Dec 20, 2024 - greptile.com
Daksh Gupta, co-founder of Greptile, discusses the challenges faced in reducing the number of comments generated by their AI code review bot, which initially overwhelmed developers with too many nitpicky remarks. The team explored various strategies to improve comment quality, including prompt engineering and using LLMs to judge comment severity, but these approaches failed to effectively reduce the number of unnecessary comments. They discovered that nits are subjective and vary between teams, making it difficult to establish a universal standard for comment severity.

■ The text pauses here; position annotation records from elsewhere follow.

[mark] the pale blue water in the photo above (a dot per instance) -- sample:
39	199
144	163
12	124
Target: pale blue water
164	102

Ultimately, Greptile found success by implementing a clustering approach. They generated vector embeddings of past comments and stored them in a vector database, allowing them to filter out comments similar to those that had been downvoted by developers. This method significantly improved the address rate of comments from 19% to over 55%, demonstrating a substantial reduction in noise. The clustering technique allowed the bot to learn and adapt to team-specific standards, proving to be the most effective solution in managing the LLM's output and enhancing the overall user experience.

Key takeaways:

  • Greptile initially faced issues with its AI code review bot generating too many comments, leading to user complaints and ignored feedback.
  • Attempts to reduce nit comments through prompt engineering and using LLMs as evaluators were unsuccessful.
  • The realization that nits are subjective led to the development of a clustering approach using vector embeddings to filter comments based on team-specific feedback.
  • The clustering method significantly improved the address rate of comments from 19% to over 55%, demonstrating its effectiveness in reducing noise.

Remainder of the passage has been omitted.